March 13, 2009

Monument Valley & John Ford

Great piece from Buzz Bissinger in Vanity Fair on John Ford, who directed some of the best films that forever changed the way the world saw westerns.

Monument Valley on the Utah/Arizona border, was an untamed frontier until Harry Goulding, together with his wife 'Mike' brought it to the attention of Hollywood. The piece traces Goulding's recognition of the value of his adopted home both geographically, and as a way to bring much needed employment to the native Navajos. The authenticity they brought to the shoot had its own moments; at one point, with no time for a rehearsal, 400 Navahos were to attack a wagon train while on horseback. As their leader approached the wagons and saw the rifle-bearing white men, he continued on through the cameras, all 400 of his men behind him.

Asked later what he had been doing, the Navajo leader explained that he was "going home to get his own rifle so it would be a fair fight".

The Goulding's essentially had the only settled place in the vast area, and their homestead served as a home base for Ford as he made classics like Stagecoach. Later, parts of such movies as 2001: A Space Odyssey, Back to the Future III and Forrest Gump would be filmed here. But this haunting, desolate area would give its biggest cinematic gift to the western.

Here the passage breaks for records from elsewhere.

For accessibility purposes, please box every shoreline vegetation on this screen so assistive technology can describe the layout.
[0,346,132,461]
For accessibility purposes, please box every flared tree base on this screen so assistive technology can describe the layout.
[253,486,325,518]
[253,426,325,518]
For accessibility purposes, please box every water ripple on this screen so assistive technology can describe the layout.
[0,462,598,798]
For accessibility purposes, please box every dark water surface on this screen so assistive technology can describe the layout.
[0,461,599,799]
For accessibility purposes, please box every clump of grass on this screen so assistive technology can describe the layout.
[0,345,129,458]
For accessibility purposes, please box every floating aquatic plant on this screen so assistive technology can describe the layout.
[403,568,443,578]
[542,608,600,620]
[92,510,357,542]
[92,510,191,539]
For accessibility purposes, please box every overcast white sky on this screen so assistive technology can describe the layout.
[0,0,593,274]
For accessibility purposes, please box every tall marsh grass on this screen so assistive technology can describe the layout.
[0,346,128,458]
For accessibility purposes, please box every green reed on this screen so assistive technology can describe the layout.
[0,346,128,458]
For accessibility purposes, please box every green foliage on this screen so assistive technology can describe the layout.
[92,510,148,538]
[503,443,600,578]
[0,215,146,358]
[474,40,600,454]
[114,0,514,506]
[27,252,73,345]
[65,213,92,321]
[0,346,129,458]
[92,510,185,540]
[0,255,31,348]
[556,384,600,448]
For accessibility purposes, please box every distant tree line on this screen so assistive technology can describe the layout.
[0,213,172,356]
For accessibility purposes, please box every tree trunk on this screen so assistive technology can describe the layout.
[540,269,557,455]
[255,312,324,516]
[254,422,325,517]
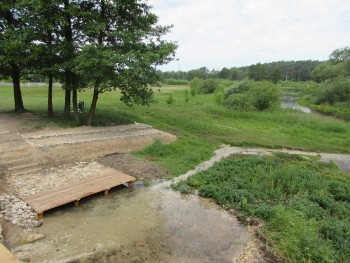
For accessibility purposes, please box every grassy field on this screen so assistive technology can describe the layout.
[1,83,350,176]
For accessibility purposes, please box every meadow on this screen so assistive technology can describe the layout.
[1,83,350,176]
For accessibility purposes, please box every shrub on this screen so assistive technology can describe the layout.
[162,78,189,85]
[190,77,201,96]
[184,89,190,103]
[224,81,280,111]
[166,93,175,104]
[199,78,218,94]
[314,76,350,105]
[214,84,225,105]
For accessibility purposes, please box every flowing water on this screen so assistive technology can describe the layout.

If you're a Ford fan (and even if you're not; his imprint has been left on so many directors, you're probably watching more of his influence than you know), the parallels between the man and Monument Valley are notable. "Ford...edited in his head as he shot to further reduce the ability of producers and editors to screw with his films." The director who couldn't be controlled, in the land that couldn't be controlled.